Józef Kielar: Ministerstwo Zdrowia przygotowuje projekt nowelizacji ustawy o świadczeniach opieki zdrowotnej finansowanych ze środków publicznych oraz niektórych innych ustaw. Dlaczego Związek Powiatów Polskich (ZPP) uważa, że proponowane zmiany będą miały mało istotny wpływ na poprawę kondycji finansowej podmiotów leczniczych? 

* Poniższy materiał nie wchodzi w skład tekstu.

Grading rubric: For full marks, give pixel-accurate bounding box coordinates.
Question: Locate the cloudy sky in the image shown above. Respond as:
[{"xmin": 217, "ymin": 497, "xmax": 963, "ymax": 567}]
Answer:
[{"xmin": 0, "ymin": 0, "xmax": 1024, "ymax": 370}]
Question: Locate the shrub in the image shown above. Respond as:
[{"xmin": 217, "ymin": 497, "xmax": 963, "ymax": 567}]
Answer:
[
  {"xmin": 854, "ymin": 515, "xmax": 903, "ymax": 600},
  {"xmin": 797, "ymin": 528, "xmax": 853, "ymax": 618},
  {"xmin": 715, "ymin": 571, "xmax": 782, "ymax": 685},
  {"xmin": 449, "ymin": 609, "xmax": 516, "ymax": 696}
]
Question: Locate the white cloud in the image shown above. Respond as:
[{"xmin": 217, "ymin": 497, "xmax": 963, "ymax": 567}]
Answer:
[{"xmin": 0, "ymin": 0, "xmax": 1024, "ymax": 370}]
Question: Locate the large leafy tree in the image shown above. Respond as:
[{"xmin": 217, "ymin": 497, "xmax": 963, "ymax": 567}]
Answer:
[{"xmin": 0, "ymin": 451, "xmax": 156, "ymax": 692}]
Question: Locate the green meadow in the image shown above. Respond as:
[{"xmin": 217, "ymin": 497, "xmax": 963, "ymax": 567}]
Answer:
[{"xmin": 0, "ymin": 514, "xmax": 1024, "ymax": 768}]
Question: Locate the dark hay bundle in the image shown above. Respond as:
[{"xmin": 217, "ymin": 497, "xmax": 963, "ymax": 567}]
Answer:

Bernadeta Skóbel: W ocenie ZPP proponowane zmiany będą miały rzeczywiście marginalny wpływ na poprawę kondycji finansowej podmiotów leczniczych. Sama zmiana zasad sporządzania i wdrażania programów naprawczych nie poprawi sytuacji podmiotów leczniczych. W projekcie brakuje instrumentów zachęcających do współpracy (w miejsce konkurencji) podmioty lecznicze. Ponownie zwracamy uwagę, że w przepisach brakuje mechanizmu gwarantującego świadczeniodawcom wzrost kosztów udzielania świadczeń opieki zdrowotnej w przypadku wzrostu kosztów pracy, cen energii czy inflacji. Istniejący mechanizm zawarty w art. 31ha ustawy o świadczeniach takiej roli nie pełni, a po trzech latach jego obowiązywania wiemy, że nie jest przestrzegany nawet przez Ministerstwo Zdrowia i Agencję Oceny Technologii Medycznych i Taryfikacji.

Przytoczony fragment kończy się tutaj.